Since overcrowding is primarily caused by boarding patients in the ED, some hospital-wide solutions and support are needed to help lessen the problem. All three hospitals have taken steps to facilitate moving inpatients who are waiting for beds out of the ER.
Shelby Baptist followed the same Kaizen review process to examine their admitting procedures. The hospital now has a floating admit unit for inpatients admitted from physician’s offices. According to Melton, when patients come from a physician’s office, they already have a bed waiting. They are walked to their room, and an admit nurse comes to them to admit them. “This decreases the wait time for the patient as well as decreasing the patient throughput in the ED, because patients who are admitted from a doctor’s office go straight to their rooms,” Melton said.
Soon, Children’s Hospital will break ground on a new hospital. “It’s a major event for Alabama, in general, and Children’s Hospital in particular,” Glaeser said. “Our space will actually double in the ED. We’ll have 52 rooms. We’ll also be implementing a rapid admission next to the ED.” Instead of waiting in the ED or in the hallways in the hospital, patients will be sent to rapid admission.
Trinity Medical Center now has an express admission unit for patients who are being admitted to the hospital when there are no ready beds. “Instead of waiting in the emergency department for a bed, they go to our express admission unit,” Rogers said.
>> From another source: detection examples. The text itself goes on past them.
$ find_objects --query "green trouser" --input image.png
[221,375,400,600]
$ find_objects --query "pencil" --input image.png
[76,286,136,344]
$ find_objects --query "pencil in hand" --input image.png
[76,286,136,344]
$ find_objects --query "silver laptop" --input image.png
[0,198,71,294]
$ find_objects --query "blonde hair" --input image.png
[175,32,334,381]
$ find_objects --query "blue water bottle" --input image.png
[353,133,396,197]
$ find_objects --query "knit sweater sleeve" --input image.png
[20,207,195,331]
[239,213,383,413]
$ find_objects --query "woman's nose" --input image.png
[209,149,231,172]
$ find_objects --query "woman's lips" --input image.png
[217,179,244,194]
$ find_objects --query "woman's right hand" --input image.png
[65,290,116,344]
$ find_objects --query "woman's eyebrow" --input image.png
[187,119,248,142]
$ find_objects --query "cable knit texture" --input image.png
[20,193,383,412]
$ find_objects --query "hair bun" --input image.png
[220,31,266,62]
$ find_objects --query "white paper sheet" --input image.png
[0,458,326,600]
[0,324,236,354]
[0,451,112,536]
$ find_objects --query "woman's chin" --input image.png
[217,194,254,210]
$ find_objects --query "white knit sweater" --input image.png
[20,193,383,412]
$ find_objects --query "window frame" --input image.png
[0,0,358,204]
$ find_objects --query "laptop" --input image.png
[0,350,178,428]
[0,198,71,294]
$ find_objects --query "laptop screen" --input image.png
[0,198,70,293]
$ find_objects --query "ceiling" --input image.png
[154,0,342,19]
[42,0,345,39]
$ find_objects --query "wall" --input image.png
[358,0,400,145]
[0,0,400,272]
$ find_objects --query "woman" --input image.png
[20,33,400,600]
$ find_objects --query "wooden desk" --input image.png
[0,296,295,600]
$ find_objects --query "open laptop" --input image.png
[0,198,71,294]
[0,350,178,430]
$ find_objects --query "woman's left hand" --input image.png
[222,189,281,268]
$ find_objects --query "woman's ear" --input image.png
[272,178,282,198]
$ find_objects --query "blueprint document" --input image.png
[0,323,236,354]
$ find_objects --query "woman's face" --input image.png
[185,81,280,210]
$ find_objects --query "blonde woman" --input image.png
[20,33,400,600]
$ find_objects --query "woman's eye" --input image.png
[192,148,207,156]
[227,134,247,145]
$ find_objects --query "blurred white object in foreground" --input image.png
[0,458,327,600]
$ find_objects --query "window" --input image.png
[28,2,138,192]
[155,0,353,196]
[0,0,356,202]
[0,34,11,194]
The Trinity administration has been supportive, according to Rogers, which is vital when addressing any multi-departmental issue.
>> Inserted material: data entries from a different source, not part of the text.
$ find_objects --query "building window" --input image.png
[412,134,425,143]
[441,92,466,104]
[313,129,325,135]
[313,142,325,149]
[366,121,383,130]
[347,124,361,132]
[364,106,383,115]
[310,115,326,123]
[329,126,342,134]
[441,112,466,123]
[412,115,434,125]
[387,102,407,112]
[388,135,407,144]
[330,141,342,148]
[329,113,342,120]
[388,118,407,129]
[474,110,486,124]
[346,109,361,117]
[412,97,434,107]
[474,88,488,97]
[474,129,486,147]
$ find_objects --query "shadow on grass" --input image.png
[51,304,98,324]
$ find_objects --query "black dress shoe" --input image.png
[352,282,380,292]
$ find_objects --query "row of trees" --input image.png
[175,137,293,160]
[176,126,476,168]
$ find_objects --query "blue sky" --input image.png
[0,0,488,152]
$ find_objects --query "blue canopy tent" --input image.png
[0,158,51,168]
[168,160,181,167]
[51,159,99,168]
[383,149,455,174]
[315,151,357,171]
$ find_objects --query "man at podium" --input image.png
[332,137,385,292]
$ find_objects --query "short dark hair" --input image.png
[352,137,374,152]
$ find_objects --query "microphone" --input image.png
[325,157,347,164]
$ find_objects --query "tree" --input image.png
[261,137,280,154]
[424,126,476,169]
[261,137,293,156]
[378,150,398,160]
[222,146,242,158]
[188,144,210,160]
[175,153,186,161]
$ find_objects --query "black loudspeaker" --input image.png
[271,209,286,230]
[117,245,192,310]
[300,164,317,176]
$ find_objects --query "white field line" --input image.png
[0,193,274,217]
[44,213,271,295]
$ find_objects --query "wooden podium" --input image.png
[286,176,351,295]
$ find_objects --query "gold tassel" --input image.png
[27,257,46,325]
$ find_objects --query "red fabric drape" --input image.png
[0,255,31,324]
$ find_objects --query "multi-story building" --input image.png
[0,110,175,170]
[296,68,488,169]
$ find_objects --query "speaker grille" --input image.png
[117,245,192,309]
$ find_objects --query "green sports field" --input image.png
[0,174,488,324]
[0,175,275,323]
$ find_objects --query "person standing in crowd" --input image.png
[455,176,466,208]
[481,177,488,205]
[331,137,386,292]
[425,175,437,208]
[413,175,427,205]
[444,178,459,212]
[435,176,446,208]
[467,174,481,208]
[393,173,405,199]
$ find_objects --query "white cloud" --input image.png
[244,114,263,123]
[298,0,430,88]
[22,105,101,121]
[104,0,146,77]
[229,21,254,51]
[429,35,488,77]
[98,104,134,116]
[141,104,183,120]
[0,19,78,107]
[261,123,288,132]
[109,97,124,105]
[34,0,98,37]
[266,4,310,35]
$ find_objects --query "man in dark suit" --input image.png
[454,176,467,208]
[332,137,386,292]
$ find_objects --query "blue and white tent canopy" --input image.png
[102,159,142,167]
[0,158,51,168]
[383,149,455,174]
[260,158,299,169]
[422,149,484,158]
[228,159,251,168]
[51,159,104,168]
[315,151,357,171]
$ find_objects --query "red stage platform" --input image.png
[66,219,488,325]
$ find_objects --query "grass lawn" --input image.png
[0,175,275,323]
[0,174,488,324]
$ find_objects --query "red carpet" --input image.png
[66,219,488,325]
He also stated that hospital culture must change to fully solve the problem of ED crowding. “We understand that it’s a hospital-wide flow problem in getting patients from the entrance of the emergency department, admitted to a bed, and discharged in a timely fashion. A lot of variables go into that equation. Part of that requires a change in the hospital culture. Many hospitals still operate under a Monday-through-Friday, eight-to-five mentality. The majority of the services hospitals offer are available just during the week. The system needs to change to develop a 24-hour, seven-days-a-week mentality. That’s a difficult change, one that will require changing old habits. But certainly, services need to be available any time, because patients are coming to the emergency department at all times.”